About 22% of all U.S. adults have a mental illness, but the percentage is higher for accused persons.
Mental illness and the prison system
About half of all people in the U.S. prison system have some form of mental illness. Many researchers have studied the connection between mental illness and violent crime. While individuals with mental health conditions do not necessarily struggle with violence, those who lack mental health care or feel criminalized by their mental illness may have a higher likelihood of committing various crimes.
Substance abuse and violent crime
Substance abuse co-occurs with mental health disorders and exacerbates violent tendencies. Those with a substance abuse disorder may struggle with impulsive and aggressive behavior.
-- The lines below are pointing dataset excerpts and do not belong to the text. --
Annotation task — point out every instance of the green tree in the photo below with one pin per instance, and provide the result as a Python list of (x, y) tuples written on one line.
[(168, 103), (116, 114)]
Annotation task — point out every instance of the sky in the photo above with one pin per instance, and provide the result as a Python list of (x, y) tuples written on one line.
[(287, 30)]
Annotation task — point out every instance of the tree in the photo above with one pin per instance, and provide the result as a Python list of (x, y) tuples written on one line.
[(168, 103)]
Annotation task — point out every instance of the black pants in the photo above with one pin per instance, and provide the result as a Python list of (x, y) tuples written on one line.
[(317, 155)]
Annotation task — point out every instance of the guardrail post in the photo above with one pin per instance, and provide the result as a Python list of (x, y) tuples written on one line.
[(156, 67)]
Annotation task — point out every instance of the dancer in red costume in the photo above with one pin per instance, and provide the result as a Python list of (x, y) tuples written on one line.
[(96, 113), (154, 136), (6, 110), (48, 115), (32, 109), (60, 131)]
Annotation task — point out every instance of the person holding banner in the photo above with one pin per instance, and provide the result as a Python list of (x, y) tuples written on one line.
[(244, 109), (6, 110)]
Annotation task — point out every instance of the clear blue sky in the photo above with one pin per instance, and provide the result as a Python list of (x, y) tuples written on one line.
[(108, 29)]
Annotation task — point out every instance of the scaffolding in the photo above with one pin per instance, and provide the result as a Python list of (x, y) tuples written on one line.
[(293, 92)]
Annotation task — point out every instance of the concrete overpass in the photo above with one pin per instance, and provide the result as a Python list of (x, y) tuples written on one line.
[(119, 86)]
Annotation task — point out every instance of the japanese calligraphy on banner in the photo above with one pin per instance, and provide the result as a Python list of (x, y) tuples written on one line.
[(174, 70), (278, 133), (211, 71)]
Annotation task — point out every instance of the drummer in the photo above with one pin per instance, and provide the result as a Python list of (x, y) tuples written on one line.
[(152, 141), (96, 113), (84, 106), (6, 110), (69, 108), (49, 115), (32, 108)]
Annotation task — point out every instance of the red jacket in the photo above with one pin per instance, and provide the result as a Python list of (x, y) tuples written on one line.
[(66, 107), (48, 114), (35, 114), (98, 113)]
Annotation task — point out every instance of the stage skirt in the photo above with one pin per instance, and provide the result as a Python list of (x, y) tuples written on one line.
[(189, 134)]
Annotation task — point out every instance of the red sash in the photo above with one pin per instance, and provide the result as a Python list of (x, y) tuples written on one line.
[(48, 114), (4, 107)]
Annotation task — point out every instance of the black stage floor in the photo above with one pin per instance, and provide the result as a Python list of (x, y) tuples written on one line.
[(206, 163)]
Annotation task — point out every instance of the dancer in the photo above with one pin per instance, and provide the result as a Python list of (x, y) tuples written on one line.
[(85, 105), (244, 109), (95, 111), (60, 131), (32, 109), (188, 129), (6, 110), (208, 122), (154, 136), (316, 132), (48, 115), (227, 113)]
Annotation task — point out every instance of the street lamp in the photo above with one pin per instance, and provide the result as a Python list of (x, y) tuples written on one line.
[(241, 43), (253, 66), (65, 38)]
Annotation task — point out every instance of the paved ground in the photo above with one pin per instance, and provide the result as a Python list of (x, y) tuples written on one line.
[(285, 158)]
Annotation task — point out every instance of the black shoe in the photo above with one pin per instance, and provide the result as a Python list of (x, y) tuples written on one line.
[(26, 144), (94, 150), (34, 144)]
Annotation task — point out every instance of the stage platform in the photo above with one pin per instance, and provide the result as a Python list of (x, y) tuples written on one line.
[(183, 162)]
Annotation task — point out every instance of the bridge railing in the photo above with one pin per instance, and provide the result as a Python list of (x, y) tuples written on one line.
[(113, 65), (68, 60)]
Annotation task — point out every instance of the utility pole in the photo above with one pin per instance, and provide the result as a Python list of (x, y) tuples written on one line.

Many illicit substances can feel like they hijack a person’s mind, causing them to behave in ways they may not have prior.
Violent behavior and mental illness symptoms
Those with severe mental health symptoms may have difficulty controlling themselves during a confrontation. Serious conditions can cause hallucinations, mood disturbances and delusions, which increase the risk of violent behavior. Most people require early treatment to prevent violent behavior associated with severe illness.
Addressing mental illness when it comes to violent crime may help those accused of crimes receive the help and support they require from their health care centers and communities.